まずは、以下のような docker-compose.yml を作成した。
version: '2' services: redmine: image: redmine:3.2 ports: - 3000:3000 environment: REDMINE_DB_MYSQL: db REDMINE_DB_PASSWORD: password depends_on: - db restart: always db: image: mariadb:10.0 environment: MYSQL_ROOT_PASSWORD: password MYSQL_DATABASE: redmine restart: always volumes: - ./mysql_conf.d:/etc/mysql/conf.d/ - ./mysql_data:/var/lib/mysql
そして起動する。
$ docker-compose up -d
これで、 http://localhost:3000 にでもアクセスすればRedmineの画面とご対面だ。
それにしても手軽だなぁ。
メールの設定追加
さて Username: admin / Password: admin でログインしてRedmineの管理画面に辿り着いた僕は、メールの設定をしないといけないことに気付いた。
config/configuration.yml を編集するように言われるので、公式コンテナイメージではどうなっているか見てみると、こんな感じだった。

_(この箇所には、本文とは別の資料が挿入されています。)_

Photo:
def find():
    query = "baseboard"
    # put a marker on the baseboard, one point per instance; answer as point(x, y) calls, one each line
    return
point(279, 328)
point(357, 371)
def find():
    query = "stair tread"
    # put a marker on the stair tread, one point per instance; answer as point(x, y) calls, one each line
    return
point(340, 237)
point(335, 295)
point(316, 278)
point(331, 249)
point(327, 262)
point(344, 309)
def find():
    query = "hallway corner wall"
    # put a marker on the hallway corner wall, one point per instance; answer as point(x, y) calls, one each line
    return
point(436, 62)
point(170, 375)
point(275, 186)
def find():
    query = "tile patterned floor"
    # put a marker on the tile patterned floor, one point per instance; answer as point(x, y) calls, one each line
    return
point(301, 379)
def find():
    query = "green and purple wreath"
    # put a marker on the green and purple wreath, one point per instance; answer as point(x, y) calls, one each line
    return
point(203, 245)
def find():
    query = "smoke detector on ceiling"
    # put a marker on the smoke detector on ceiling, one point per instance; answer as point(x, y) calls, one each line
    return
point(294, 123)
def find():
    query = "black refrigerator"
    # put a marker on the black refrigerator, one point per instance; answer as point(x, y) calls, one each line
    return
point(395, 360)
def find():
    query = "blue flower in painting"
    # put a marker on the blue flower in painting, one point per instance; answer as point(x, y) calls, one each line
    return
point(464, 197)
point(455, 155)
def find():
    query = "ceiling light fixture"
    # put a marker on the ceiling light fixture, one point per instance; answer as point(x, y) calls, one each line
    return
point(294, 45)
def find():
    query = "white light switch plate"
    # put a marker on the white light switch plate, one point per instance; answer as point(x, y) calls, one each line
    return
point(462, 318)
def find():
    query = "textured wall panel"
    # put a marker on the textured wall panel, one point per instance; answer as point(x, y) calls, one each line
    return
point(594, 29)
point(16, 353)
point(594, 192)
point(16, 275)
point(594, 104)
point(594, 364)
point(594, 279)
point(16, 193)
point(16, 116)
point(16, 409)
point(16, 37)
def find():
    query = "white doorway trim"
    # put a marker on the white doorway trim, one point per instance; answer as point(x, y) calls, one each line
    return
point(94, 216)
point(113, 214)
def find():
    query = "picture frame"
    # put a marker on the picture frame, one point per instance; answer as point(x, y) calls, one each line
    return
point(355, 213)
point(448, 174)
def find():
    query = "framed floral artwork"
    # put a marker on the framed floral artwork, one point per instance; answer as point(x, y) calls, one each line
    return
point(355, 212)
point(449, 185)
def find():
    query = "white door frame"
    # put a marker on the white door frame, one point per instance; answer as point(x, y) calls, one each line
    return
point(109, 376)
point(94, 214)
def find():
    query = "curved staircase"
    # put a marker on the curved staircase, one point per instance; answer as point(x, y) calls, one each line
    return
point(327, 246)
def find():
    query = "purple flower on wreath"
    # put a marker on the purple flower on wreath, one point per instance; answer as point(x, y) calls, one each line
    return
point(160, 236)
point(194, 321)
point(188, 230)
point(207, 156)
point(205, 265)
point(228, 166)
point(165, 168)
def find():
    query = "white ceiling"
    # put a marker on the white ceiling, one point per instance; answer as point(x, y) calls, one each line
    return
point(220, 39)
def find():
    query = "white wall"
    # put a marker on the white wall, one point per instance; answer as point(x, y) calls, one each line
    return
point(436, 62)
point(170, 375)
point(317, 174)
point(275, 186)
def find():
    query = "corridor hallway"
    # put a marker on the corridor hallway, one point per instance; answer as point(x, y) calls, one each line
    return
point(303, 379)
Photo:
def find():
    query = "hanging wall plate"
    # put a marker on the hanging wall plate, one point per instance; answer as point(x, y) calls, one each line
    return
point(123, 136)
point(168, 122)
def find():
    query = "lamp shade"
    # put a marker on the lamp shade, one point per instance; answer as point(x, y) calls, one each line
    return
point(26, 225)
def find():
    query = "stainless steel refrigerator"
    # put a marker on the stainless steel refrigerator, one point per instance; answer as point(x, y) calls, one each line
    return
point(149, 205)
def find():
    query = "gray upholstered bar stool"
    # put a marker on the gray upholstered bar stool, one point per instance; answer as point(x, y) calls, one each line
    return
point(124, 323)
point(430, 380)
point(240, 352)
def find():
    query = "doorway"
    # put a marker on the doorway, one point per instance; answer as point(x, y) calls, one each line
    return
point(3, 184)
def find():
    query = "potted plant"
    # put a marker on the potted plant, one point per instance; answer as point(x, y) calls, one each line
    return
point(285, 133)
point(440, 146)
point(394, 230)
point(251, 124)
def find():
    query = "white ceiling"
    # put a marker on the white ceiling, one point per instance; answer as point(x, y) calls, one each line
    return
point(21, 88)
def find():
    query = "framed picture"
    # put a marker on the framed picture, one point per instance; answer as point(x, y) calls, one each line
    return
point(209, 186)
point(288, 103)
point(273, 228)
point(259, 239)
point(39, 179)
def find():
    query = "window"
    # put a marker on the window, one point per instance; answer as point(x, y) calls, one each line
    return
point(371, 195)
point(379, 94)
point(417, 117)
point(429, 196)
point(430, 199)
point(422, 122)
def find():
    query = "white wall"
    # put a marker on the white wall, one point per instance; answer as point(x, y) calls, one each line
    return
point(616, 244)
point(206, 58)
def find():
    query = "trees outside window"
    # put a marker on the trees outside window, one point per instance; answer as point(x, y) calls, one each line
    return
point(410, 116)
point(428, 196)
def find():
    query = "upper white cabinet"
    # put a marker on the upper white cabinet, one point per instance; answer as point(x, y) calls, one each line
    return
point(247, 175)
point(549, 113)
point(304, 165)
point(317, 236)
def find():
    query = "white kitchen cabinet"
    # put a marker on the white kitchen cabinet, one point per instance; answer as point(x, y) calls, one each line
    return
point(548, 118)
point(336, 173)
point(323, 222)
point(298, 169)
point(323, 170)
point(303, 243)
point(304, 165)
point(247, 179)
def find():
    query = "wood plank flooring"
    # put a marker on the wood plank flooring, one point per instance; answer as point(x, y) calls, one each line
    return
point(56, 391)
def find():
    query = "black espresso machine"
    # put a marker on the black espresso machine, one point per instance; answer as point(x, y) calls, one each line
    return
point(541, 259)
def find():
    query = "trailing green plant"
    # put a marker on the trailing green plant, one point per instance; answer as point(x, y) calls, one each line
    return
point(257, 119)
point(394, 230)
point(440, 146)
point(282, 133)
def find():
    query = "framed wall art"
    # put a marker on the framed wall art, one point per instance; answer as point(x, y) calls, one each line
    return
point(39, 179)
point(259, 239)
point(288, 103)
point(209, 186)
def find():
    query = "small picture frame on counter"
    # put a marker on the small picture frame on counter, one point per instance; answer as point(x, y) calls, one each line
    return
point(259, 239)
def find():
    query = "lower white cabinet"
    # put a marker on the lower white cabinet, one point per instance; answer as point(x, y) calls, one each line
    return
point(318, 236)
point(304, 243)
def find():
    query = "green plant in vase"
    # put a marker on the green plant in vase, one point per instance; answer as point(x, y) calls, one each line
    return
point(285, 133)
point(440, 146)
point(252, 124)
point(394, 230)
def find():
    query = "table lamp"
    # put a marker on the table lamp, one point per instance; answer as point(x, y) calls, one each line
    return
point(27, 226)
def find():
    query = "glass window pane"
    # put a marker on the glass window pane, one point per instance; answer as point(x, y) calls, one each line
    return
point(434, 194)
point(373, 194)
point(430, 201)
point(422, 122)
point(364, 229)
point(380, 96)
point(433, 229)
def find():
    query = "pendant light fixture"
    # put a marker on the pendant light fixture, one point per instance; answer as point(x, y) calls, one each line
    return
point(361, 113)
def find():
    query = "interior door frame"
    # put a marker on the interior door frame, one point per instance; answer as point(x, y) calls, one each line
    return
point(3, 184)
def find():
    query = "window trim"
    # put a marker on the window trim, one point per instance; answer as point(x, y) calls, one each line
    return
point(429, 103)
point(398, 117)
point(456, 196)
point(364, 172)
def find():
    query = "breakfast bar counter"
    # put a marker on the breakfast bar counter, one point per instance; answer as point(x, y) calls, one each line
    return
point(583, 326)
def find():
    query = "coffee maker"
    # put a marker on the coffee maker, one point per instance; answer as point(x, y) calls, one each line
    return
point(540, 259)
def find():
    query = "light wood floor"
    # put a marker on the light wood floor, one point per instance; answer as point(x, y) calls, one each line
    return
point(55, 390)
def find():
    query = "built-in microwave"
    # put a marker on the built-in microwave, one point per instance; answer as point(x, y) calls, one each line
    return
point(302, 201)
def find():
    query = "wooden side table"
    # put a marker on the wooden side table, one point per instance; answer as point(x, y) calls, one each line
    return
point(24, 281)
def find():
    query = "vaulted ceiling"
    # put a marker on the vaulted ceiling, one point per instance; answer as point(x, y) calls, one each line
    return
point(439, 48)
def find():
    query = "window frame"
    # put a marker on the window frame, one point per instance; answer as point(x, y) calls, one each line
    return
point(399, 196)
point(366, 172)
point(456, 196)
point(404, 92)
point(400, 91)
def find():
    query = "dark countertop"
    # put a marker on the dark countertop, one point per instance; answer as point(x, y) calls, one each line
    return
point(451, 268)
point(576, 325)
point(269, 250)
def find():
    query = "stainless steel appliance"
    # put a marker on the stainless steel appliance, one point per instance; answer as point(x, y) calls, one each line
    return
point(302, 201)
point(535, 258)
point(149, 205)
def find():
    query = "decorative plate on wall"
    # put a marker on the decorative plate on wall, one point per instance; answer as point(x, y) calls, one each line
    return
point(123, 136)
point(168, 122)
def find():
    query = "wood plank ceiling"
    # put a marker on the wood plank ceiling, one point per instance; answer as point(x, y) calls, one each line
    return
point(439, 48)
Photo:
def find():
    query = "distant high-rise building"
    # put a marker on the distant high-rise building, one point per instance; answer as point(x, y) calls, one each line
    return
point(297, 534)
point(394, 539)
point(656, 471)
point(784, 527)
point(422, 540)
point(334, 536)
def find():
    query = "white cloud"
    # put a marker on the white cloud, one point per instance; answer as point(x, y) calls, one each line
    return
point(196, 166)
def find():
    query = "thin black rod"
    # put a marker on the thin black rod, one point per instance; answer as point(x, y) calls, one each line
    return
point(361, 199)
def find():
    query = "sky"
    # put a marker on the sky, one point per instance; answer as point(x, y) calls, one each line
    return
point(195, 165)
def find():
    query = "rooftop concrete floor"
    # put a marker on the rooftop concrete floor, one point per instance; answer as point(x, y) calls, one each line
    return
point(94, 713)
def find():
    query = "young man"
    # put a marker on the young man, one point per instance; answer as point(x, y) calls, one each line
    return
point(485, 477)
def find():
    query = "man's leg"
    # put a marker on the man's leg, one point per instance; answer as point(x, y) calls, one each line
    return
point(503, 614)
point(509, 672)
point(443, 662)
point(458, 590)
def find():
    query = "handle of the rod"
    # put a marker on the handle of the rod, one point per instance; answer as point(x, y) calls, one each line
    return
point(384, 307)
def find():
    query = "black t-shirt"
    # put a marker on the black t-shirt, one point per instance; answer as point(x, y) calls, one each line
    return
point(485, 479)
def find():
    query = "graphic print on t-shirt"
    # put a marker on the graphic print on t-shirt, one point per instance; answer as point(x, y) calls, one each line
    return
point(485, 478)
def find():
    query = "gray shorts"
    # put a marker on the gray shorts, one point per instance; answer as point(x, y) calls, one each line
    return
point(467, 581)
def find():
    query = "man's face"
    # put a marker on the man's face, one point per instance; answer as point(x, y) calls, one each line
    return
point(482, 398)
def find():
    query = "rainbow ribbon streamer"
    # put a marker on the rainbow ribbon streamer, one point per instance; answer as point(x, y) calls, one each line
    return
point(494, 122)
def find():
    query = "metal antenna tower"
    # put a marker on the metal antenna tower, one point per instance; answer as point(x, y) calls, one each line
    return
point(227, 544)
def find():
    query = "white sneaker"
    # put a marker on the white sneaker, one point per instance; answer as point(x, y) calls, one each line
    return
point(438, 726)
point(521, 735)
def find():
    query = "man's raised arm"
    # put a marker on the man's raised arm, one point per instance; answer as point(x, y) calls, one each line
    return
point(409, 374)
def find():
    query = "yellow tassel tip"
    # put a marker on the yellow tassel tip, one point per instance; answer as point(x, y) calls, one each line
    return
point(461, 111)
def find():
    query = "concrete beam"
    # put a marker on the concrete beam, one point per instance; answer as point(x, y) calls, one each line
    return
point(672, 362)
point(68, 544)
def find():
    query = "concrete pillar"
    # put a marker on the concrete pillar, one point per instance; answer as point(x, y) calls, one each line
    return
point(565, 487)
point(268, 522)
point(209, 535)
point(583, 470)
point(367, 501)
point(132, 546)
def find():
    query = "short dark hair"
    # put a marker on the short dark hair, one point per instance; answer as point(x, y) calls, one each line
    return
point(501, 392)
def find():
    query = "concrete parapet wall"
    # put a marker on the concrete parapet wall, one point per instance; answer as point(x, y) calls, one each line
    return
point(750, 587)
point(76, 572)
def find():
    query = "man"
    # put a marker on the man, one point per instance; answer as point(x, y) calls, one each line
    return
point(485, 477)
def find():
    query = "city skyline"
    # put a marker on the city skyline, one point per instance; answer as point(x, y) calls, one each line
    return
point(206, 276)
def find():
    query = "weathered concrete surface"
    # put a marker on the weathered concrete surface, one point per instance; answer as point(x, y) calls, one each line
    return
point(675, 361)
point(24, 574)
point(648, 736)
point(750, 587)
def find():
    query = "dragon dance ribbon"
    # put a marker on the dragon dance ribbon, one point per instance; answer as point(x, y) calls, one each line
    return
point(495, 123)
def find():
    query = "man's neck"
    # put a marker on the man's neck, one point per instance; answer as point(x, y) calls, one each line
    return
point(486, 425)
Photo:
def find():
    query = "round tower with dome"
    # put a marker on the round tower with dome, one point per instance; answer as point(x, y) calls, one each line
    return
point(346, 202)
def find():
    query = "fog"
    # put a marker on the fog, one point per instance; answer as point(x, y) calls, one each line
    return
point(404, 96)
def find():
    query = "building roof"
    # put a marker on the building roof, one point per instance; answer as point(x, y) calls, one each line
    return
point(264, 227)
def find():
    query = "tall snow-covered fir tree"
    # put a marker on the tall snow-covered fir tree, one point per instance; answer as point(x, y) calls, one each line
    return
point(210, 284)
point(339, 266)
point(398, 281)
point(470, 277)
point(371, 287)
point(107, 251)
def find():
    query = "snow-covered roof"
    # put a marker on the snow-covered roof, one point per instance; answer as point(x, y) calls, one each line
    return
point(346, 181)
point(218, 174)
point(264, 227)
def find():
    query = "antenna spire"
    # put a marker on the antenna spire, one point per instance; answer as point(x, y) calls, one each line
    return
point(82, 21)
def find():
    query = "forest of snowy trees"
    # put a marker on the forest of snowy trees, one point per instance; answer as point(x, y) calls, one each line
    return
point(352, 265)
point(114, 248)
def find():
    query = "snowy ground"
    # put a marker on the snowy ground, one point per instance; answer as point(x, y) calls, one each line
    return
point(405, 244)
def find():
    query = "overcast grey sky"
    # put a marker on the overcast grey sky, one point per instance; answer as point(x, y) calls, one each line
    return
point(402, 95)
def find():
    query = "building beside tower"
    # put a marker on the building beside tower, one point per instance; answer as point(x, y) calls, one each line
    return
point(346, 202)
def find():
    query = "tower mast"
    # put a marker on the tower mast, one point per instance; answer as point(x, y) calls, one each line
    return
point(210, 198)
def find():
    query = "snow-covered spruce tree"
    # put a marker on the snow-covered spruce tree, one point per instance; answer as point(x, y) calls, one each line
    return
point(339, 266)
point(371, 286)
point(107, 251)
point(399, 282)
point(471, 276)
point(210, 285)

$ docker exec -it redmine_redmine_1 ls -l config total 75 -rw-rw-r-- 1 redmine redmine 219 Oct 10 07:50 additional_environment.rb.example -rw-rw-r-- 1 redmine redmine 3490 Oct 10 07:50 application.rb -rw-rw-r-- 1 redmine redmine 171 Oct 10 07:50 boot.rb -rw-rw-r-- 1 redmine redmine 8140 Oct 10 07:50 configuration.yml.example -rw-r--r-- 1 root root 132 Nov 19 14:39 database.yml -rw-rw-r-- 1 redmine redmine 1137 Oct 10 07:50 database.yml.example -rw-rw-r-- 1 redmine redmine 586 Oct 10 07:50 environment.rb drwxrwxr-x 2 redmine redmine 4096 Oct 10 07:50 environments drwxrwxr-x 2 redmine redmine 4096 Nov 19 14:39 initializers drwxrwxr-x 2 redmine redmine 4096 Oct 10 07:50 locales -rw-rw-r-- 1 redmine redmine 17323 Oct 10 07:50 routes.rb -rw-rw-r-- 1 redmine redmine 5526 Oct 10 07:50 settings.yml
つまり設定ファイルを書いて送り込めばいい。
まずは configuration.yml.example に倣って、以下のように configuration.yml を書いてみる。(ここではGmailを例にしてみる)
default: email_delivery: delivery_method: :smtp smtp_settings: enable_starttls_auto: true address: "smtp.gmail.com" port: 587 domain: "example.com" # 'your.domain.com' for GoogleApps authentication: :login user_name: "redmine@example.com" password: "password"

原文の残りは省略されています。